Storytelling tips for the novice and the expert.

It can happen in almost any class. Kids are engaged in learning through hands-on experiences, and then it hits. The class forms a circle for story time and the mood sours. Active learning turns into glazed looks and restlessness. The teacher reads through the story in a flat monotone voice. And kids endure one more boring story from the Bible.

Christianity is a story-based faith. The stories of the Bible are crucial to our children's growth, but we teachers often spend an abysmally short amount of time preparing to teach it. And it shows. If we want kids to grow, we must reform our Bible story preparation and delivery.

Read the story for yourself. What does it say to you? Do you find it interesting? What could it say to your children? What questions would they ask about it? How can you make it interesting to them? How can you help them understand what it's saying?

Look for ways to connect with kids' everyday experiences by emphasizing certain aspects of a story. A pastor once told the story of the prodigal son to an urban Bible club. He explained that the boy wasted all his money on things like video games and candy. Another teacher who told this story in a rural setting emphasized how the son ate pig food.

As you prepare to tell any Bible story, work on the elements of good storytelling-characters, point of view, conflict, involvement, and style and delivery.
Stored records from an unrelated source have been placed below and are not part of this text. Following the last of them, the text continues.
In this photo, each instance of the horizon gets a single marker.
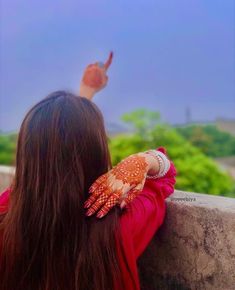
(168, 57)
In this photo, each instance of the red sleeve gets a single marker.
(146, 213)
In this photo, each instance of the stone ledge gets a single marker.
(194, 248)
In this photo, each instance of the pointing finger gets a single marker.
(109, 61)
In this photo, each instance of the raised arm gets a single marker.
(94, 78)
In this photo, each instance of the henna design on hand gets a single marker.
(112, 188)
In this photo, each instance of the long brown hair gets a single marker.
(48, 243)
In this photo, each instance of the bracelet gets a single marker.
(164, 163)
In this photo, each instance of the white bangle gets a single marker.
(164, 163)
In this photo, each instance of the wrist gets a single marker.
(153, 165)
(163, 161)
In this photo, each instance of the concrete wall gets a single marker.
(195, 247)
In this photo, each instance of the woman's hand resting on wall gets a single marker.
(121, 184)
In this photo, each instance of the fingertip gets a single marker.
(100, 214)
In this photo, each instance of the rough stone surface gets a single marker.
(195, 247)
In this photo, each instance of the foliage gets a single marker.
(7, 149)
(196, 172)
(209, 139)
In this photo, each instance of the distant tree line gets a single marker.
(191, 148)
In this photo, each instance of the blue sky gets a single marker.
(168, 55)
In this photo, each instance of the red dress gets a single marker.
(139, 222)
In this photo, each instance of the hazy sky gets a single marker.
(168, 55)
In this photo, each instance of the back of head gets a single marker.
(48, 242)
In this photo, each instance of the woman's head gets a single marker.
(48, 242)
(62, 137)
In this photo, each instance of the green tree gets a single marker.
(209, 139)
(196, 172)
(7, 149)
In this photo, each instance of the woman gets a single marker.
(47, 239)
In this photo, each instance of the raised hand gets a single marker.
(122, 183)
(95, 78)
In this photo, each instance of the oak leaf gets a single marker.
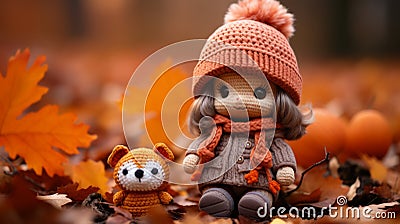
(42, 138)
(89, 173)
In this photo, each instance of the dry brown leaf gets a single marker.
(35, 135)
(57, 200)
(376, 168)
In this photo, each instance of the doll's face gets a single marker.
(243, 98)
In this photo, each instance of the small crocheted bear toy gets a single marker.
(247, 87)
(141, 174)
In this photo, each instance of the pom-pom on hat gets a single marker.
(255, 31)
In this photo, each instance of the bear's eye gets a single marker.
(224, 91)
(260, 93)
(154, 171)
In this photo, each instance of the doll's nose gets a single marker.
(139, 173)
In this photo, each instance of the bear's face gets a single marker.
(140, 169)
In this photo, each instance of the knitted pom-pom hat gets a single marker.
(255, 33)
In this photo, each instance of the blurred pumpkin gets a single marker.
(368, 133)
(328, 130)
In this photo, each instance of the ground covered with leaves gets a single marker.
(54, 172)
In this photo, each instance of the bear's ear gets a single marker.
(118, 152)
(164, 151)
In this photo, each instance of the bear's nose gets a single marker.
(139, 173)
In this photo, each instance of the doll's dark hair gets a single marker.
(292, 120)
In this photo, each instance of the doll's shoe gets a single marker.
(217, 202)
(255, 205)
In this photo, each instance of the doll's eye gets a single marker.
(154, 171)
(260, 93)
(224, 91)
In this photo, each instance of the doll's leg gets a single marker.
(255, 205)
(217, 202)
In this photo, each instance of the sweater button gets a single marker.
(248, 145)
(240, 160)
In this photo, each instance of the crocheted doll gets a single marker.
(140, 173)
(243, 116)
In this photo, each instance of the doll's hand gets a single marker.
(285, 176)
(190, 162)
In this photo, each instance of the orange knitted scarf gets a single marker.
(260, 156)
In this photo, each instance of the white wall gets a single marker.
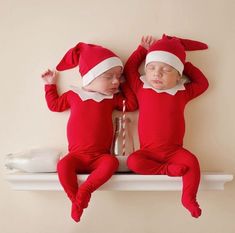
(34, 36)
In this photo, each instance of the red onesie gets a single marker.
(90, 134)
(161, 130)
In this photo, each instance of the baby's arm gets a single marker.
(198, 83)
(131, 70)
(55, 102)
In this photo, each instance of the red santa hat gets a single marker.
(93, 60)
(171, 50)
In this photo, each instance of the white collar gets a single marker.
(88, 95)
(172, 91)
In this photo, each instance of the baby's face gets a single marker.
(106, 83)
(161, 75)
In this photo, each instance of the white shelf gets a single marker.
(118, 182)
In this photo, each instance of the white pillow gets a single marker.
(34, 160)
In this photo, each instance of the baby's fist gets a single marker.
(49, 77)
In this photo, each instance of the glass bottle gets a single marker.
(119, 149)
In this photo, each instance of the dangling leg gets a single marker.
(149, 163)
(191, 179)
(102, 169)
(67, 169)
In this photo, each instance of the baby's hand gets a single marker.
(49, 77)
(147, 41)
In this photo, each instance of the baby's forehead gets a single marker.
(158, 63)
(115, 69)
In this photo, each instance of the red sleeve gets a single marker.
(129, 96)
(131, 70)
(198, 83)
(55, 102)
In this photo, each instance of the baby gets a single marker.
(89, 128)
(162, 96)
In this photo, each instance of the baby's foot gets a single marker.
(176, 170)
(76, 212)
(193, 208)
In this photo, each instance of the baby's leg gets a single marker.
(191, 179)
(150, 163)
(101, 170)
(67, 168)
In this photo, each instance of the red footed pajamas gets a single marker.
(161, 130)
(89, 133)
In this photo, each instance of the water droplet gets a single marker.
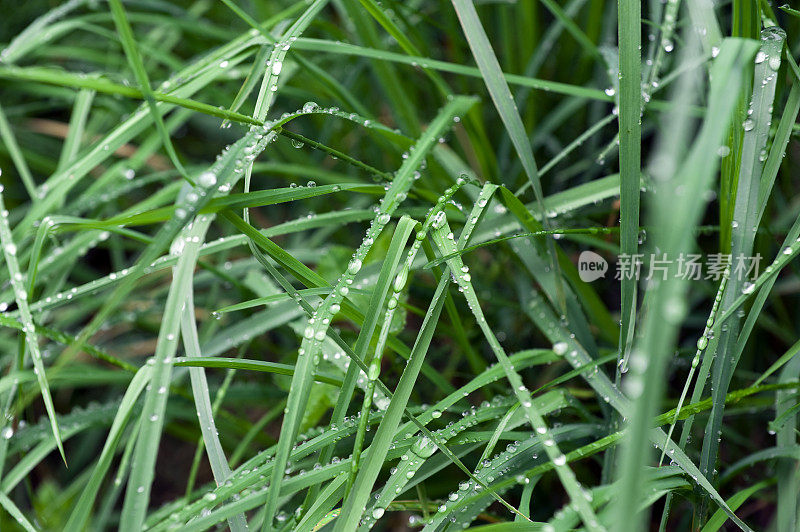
(354, 266)
(560, 348)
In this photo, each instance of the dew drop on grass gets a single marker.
(560, 348)
(354, 266)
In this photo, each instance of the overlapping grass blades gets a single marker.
(300, 360)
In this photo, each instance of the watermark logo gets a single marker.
(591, 266)
(658, 266)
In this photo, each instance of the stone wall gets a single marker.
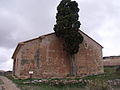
(89, 58)
(111, 61)
(46, 58)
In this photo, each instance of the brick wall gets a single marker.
(46, 58)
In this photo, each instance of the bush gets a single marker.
(98, 85)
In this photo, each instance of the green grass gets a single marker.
(110, 74)
(1, 82)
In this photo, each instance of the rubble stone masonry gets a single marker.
(46, 58)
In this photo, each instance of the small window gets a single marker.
(86, 45)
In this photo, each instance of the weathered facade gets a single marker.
(46, 58)
(111, 61)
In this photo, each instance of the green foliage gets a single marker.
(67, 25)
(99, 85)
(1, 82)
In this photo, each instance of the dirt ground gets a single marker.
(7, 84)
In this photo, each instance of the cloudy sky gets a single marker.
(22, 20)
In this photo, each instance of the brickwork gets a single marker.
(111, 61)
(46, 58)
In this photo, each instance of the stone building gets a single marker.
(45, 57)
(111, 61)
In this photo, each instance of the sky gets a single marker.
(22, 20)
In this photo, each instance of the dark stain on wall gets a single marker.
(37, 57)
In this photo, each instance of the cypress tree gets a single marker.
(67, 27)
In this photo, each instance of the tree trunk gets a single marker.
(73, 68)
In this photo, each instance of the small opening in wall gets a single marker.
(86, 45)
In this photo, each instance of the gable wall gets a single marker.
(46, 58)
(89, 58)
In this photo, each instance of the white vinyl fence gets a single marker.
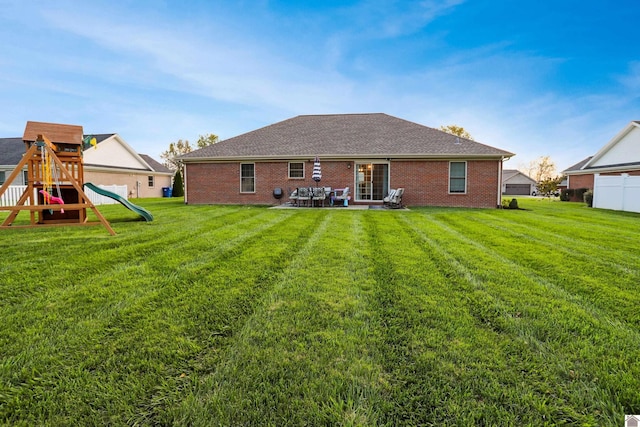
(13, 193)
(97, 199)
(620, 193)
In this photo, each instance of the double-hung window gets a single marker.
(296, 170)
(247, 178)
(458, 177)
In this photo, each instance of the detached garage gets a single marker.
(515, 183)
(614, 172)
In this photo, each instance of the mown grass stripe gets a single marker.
(304, 355)
(538, 324)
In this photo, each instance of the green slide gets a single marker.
(135, 208)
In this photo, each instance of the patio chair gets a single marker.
(304, 195)
(318, 195)
(344, 197)
(293, 197)
(394, 200)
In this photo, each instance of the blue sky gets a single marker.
(536, 78)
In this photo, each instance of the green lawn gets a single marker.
(233, 315)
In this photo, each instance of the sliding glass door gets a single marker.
(372, 181)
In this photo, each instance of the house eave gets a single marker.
(343, 157)
(102, 168)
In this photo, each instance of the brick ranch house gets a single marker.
(369, 153)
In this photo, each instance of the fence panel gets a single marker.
(12, 195)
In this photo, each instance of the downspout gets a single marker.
(184, 182)
(500, 182)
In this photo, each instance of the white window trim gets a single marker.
(295, 177)
(254, 178)
(466, 177)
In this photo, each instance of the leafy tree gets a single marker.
(178, 185)
(542, 168)
(457, 131)
(177, 149)
(206, 140)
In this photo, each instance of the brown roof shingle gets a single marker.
(345, 135)
(71, 134)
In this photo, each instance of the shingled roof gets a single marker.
(345, 136)
(11, 151)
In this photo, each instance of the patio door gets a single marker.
(372, 181)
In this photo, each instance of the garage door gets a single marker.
(517, 189)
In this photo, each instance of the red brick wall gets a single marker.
(426, 183)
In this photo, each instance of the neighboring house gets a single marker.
(113, 162)
(613, 173)
(515, 183)
(369, 153)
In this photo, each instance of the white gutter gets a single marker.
(500, 182)
(184, 183)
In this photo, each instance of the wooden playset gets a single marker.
(55, 178)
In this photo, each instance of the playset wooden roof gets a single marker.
(55, 132)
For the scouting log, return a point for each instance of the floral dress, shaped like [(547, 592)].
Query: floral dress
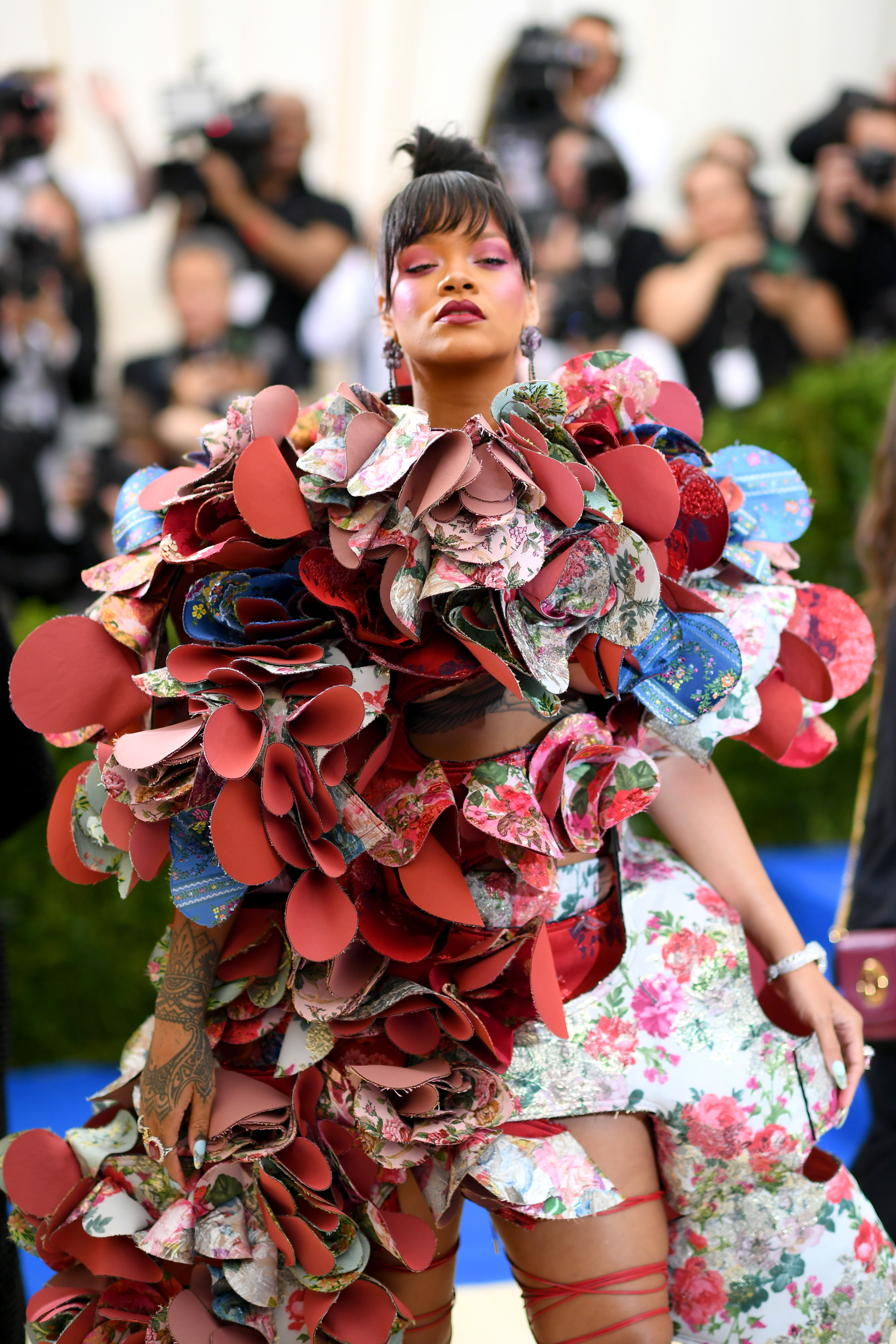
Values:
[(417, 979)]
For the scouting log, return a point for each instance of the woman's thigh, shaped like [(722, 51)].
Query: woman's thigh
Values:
[(570, 1250)]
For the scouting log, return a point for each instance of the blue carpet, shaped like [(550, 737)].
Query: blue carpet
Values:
[(809, 885)]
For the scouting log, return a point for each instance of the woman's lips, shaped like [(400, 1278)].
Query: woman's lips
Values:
[(460, 312)]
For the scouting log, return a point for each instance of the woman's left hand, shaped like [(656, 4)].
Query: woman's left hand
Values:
[(836, 1023)]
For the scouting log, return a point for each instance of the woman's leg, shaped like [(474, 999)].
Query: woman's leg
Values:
[(431, 1293), (605, 1245)]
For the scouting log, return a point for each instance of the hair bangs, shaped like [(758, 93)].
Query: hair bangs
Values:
[(441, 202)]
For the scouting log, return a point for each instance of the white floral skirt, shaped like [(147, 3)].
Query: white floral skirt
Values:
[(758, 1252)]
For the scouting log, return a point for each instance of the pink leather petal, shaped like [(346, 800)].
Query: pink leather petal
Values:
[(232, 741), (267, 492), (320, 918), (70, 672), (275, 412)]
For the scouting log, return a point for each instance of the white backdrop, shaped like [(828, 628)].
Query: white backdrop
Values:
[(371, 69)]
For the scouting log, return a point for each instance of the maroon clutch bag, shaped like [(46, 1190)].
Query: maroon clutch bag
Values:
[(866, 959), (867, 978)]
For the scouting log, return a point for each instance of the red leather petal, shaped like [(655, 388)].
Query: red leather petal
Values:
[(38, 1171), (150, 847), (307, 1163), (232, 741), (677, 408), (268, 494), (563, 491), (546, 991), (308, 1246), (117, 823), (275, 412), (437, 474), (70, 672), (644, 484), (414, 1033), (363, 1314), (435, 882), (287, 839), (240, 836), (330, 718), (804, 668), (320, 918), (782, 711)]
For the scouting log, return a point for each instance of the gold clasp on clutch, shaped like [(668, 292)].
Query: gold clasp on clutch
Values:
[(874, 983)]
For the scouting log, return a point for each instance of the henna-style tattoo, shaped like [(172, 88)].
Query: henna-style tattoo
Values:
[(469, 702), (182, 1000), (477, 699)]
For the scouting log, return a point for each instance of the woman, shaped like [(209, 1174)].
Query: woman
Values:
[(737, 306), (436, 752), (875, 887)]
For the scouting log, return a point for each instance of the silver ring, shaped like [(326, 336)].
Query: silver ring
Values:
[(156, 1151)]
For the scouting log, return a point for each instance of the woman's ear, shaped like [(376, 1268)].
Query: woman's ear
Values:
[(532, 311), (388, 326)]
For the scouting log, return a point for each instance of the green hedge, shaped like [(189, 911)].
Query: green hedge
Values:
[(77, 955)]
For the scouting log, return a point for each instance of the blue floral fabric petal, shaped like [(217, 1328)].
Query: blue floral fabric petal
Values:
[(688, 666), (775, 495), (134, 526), (199, 886), (671, 443)]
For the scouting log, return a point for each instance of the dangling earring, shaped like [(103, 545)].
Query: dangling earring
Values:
[(530, 342), (393, 357)]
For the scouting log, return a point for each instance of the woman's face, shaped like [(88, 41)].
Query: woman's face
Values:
[(719, 202), (458, 300)]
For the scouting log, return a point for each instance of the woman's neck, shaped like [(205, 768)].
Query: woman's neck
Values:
[(452, 394)]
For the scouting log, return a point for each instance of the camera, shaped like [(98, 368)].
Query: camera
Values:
[(876, 167), (242, 131), (26, 261), (538, 69), (21, 109)]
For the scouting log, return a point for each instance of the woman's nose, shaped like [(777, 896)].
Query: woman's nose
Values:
[(456, 281)]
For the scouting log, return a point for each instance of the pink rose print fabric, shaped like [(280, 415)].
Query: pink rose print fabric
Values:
[(758, 1250)]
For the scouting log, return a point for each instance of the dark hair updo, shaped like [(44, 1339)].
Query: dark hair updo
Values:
[(454, 183)]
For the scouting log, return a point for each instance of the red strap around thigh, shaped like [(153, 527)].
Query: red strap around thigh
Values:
[(544, 1289)]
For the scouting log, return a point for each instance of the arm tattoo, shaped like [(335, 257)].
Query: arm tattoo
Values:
[(182, 1000), (193, 961)]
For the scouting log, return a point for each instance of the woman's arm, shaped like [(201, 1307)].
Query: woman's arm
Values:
[(181, 1070), (700, 820), (676, 300), (810, 311)]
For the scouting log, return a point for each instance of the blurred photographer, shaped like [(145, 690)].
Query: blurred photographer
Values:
[(851, 234), (47, 351), (738, 304), (556, 78), (252, 186)]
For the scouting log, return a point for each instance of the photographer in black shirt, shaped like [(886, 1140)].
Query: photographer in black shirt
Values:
[(291, 234), (851, 236)]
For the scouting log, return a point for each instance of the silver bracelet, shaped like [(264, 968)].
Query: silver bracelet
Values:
[(812, 952)]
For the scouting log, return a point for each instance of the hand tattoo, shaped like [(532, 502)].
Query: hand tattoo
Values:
[(182, 1000)]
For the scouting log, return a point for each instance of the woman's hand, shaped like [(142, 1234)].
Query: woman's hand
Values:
[(836, 1023), (179, 1073)]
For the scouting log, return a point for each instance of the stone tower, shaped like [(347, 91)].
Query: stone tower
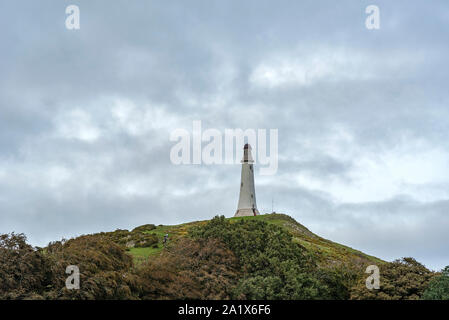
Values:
[(247, 201)]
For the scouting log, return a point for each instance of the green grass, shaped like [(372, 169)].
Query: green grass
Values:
[(327, 251)]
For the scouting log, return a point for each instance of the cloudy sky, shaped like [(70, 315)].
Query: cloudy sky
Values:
[(362, 116)]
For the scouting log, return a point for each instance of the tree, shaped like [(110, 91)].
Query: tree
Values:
[(272, 264), (104, 268), (438, 287), (402, 279), (23, 269)]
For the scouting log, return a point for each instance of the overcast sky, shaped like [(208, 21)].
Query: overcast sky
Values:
[(362, 116)]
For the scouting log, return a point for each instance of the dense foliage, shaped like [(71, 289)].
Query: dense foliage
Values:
[(24, 272), (221, 259), (402, 279), (272, 265), (438, 287)]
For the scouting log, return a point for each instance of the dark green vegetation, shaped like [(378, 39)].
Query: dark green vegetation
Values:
[(438, 288), (263, 257)]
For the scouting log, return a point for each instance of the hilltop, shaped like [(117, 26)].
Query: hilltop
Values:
[(269, 256), (326, 251)]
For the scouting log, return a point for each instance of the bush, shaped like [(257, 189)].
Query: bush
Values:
[(23, 269), (189, 270), (438, 287), (402, 279), (104, 268), (273, 266)]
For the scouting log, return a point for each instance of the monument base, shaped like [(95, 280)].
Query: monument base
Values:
[(246, 212)]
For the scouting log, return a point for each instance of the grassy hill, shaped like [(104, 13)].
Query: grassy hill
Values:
[(269, 256), (328, 252)]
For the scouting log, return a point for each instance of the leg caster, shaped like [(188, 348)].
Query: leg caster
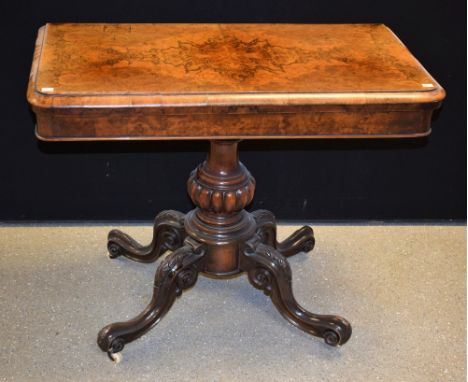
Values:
[(168, 234), (269, 271), (300, 241), (177, 272)]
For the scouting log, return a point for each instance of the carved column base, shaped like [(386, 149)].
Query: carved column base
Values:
[(218, 238)]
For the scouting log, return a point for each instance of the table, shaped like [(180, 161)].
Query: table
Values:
[(225, 83)]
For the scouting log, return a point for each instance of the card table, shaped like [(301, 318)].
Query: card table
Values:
[(225, 83)]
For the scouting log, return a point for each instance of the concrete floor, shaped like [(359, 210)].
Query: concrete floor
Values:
[(403, 288)]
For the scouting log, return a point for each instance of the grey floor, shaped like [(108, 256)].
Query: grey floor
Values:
[(402, 287)]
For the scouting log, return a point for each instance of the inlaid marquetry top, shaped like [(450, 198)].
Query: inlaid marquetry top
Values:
[(225, 68)]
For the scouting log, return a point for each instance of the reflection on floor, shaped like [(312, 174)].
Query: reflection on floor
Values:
[(403, 288)]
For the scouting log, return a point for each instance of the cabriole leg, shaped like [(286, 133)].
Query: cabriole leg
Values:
[(269, 271), (176, 272), (301, 240), (168, 234)]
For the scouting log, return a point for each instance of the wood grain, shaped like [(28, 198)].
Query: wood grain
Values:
[(227, 81)]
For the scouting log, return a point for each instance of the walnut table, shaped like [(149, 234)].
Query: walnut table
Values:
[(225, 83)]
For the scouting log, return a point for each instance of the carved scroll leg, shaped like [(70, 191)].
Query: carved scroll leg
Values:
[(300, 241), (168, 234), (178, 271), (269, 271)]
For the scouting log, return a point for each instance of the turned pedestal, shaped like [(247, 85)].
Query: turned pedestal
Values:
[(219, 238), (224, 83)]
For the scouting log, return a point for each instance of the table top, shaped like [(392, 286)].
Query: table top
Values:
[(153, 71)]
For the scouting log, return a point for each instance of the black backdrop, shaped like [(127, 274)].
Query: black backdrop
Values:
[(298, 180)]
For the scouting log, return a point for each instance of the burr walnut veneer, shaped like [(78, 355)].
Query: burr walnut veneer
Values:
[(225, 83)]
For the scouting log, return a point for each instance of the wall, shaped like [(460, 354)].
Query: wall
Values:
[(300, 180)]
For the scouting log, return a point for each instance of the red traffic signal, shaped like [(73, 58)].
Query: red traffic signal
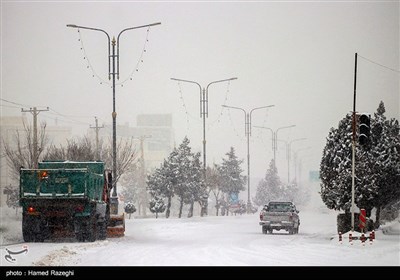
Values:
[(364, 129)]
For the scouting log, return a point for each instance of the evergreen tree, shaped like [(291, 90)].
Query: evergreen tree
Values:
[(232, 180), (377, 166), (385, 151), (214, 185), (160, 183), (179, 175), (335, 168), (270, 188)]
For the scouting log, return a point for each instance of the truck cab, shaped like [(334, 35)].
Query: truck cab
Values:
[(279, 215)]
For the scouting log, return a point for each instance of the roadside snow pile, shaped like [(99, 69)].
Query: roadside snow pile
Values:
[(55, 258), (392, 228)]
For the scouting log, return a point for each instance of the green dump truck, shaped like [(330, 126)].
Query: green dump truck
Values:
[(65, 199)]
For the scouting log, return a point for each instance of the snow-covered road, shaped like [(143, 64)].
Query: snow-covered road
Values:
[(215, 241)]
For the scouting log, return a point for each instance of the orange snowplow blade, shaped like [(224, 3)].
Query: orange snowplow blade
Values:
[(116, 227)]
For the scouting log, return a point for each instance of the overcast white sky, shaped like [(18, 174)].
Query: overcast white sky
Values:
[(298, 56)]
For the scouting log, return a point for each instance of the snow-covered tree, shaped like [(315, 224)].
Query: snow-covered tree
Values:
[(232, 180), (161, 183), (180, 175), (20, 153), (270, 188), (385, 151), (157, 205), (376, 165), (196, 189), (130, 208)]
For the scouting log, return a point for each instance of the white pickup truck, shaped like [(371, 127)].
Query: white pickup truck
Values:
[(279, 215)]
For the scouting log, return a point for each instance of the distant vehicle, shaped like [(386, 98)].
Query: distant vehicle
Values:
[(278, 215)]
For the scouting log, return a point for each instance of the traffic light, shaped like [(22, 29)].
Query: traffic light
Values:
[(364, 129)]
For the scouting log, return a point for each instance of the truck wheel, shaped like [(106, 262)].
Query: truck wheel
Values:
[(102, 227), (28, 232), (32, 230), (91, 229), (264, 230)]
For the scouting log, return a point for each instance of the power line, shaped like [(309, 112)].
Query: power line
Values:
[(379, 64), (15, 103)]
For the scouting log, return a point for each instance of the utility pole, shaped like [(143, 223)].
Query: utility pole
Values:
[(143, 193), (35, 112), (97, 128), (204, 114), (275, 138), (113, 73), (247, 132), (289, 152), (353, 144)]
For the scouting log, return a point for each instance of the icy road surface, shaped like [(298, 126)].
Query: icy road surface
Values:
[(216, 241)]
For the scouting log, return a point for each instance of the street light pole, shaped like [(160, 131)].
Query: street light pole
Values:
[(204, 111), (114, 196), (247, 125)]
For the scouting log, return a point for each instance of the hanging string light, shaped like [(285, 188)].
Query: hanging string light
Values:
[(217, 120), (141, 59), (233, 126), (104, 81), (89, 65), (184, 107)]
Dust off the people in the Bible that you discuss in your story and make them real. One man described Goliath as someone more than 2 feet taller than Michael Jordan. He got everyone's attention. When telling the story of Sarah and Isaac, a teacher dressed as Sarah and borrowed a 6-week-old for his acting debut as Isaac.

One adventurous teacher, let the 5-year-olds act out a series of Bible stories. They wore biblical garb and went outside where a teacher read the Scripture and the children acted it out. An unexpected line came from the 5-year-old Zacchaeus who had climbed a tree. When Jesus said, "Zacchaeus, you come down," he replied, "I can't. I'm stuck!"

Point Of View
Decide who could best tell the story: you as teacher, a person in the story, or a person outside the story. Dialogues often work well with children, especially when people from the Bible converse with kids in their own language. Costumes help and may be as simple as a bathrobe and a head covering.

Sometimes a person or even a character outside the story may supply the point of view for telling it. When the fifth- and sixth-grade material focused on Jeremiah and Baruch (Jeremiah), I invited Cinderella (a senior higher) to class.

I told the story and "Cindy" stopped me with questions. As she scrubbed floors and felt sorry for herself, I told her about someone else who had every reason to feel sorry for himself. We discussed the trials and troubles of Jeremiah. We talked about the princes in the story because Cinderella had a great interest in princes. Later, the class remembered all the information from the story.

Good stories have suspense and movement to hold the listener's interest. Sometimes we take out the conflict in Bible stories because we assume everyone knows the ending. But the tension is what makes the stories real.

When you let kids experience the conflict that the people in the Bible felt or faced, your children are more likely to learn. During a story, ask questions such as: What do you think Noah thought about while he built the ark and it wasn't even cloudy? What do you think James and John's dad thought when they left their fishing boats and followed Jesus? How do you think it feels to be on the sea during a storm?